New K-9 teams help reduce anxiety and risk at U-M Health
Approximately a 2-minute read
- Two new Michigan Medicine Security K-9 teams are on patrol at the main medical campus and ambulatory care sites.
- The K-9 teams are an important tool for reducing risk and anxiety in the health care setting.
- In addition to increasing safety for those who work and receive care at Michigan Medicine, the K-9 teams bring smiles and comfort to team members, patients and visitors alike.
In recent months, Michigan Medicine employees at the main medical campus and ambulatory care sites have been hearing the pitter patter of little feet. In December, Maizy and Loken, two new Security K-9s, began making the rounds with their handlers, Joseph Medrano and Charles “Chan” Duckworth.
Now fully trained and acclimated to their new work environments, the Security K-9 teams are immersed in their roles, working to reduce anxiety and risk for patients, visitors, faculty, staff and learners.
Twice the coverage
“The Michigan Medicine Security K-9 program started with just one K-9 on the main medical campus,” said Brian Uridge, DPSS deputy director and Michigan Medicine Security director. “The program was so successful that we wanted to expand access to more patients and employees.”
Uridge said the benefits of having a Security K-9 program in the health care setting are two-fold.
“The focus in security is to reduce risk and to reduce anxiety,” he said. “The K-9s do both.”
Uridge said there’s a great deal of research indicating that the presence of Security K-9s can reduce violence up to 75%.
“From a risk perspective, it’s incredible,” he said. “And the dogs are trained in explosive and firearm detection, offering another layer of protection for everyone who works and receives care in our facilities.”
Tony Denton, senior vice president and chief environmental, social and governance officer for U-M Health, said the expansion of the K-9 program is part of an overall strategy to improve safety and security at U-M Health.

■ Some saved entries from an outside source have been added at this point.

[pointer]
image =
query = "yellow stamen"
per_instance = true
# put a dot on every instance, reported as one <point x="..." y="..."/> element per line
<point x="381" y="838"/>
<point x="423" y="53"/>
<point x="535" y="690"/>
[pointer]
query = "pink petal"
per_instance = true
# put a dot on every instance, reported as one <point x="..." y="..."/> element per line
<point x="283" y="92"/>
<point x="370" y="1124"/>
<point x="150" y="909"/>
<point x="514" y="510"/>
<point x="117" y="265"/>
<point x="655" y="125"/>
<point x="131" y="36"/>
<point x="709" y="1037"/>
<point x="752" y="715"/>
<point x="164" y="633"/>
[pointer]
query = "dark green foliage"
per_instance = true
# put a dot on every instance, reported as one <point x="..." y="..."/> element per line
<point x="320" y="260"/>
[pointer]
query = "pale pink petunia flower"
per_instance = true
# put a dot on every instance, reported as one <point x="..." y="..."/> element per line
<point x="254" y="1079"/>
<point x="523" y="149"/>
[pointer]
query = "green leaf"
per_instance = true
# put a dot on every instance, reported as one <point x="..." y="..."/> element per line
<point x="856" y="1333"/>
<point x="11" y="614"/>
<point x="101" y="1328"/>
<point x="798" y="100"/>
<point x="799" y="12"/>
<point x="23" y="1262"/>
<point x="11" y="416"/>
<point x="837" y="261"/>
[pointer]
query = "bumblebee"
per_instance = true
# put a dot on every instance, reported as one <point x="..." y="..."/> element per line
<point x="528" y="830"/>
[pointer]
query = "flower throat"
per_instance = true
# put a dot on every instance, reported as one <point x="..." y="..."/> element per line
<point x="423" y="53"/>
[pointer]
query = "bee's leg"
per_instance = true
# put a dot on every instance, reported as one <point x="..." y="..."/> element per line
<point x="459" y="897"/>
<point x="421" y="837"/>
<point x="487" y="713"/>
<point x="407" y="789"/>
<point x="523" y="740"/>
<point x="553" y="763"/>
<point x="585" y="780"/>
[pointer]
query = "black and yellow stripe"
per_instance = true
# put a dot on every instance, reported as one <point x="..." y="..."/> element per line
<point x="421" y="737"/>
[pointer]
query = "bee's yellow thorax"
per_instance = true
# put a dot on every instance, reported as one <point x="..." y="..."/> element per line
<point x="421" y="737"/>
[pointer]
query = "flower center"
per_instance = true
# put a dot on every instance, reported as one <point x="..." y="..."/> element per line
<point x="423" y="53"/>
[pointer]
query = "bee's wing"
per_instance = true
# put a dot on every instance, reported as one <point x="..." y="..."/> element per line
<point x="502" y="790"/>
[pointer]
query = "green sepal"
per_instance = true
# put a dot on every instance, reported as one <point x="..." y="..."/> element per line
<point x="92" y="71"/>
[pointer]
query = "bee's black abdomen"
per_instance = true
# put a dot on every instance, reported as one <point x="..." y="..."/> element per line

“We are always looking at innovative ways to keep our team members, patients and families as safe as possible,” Denton said. “Our K-9 program is part of these efforts and we’re thrilled that we’ve been able to expand the program in recent months.”
The dogs also provide a sort of pet therapy for team members, whose faces light up whenever Maizy or Loken come around — and their presence helps calm patients who may be struggling, as well.
“We see people in all types of distress and mental states,” said Duckworth, whose K-9 partner is Loken, a 16-month-old German Shepherd.
“When patients are having a hard time, they sometimes just do not want to talk to people,” he said, “but whenever Loken comes around, they open up.
“He’s a great avenue to have dialogue with people,” Duckworth said.
Medrano said the support from employees has been amazing for he and his K-9 partner, Maizy, who is a two-and-a-half-year-old Belgian Malinois.
“The first thing you see is a smile on people’s faces,” said Medrano. “It just makes their day.”
“The impact of the K-9 teams on patients and staff morale is incredible,” Uridge said. “The dogs have been an unbelievable tool for building relationships and for building trust.”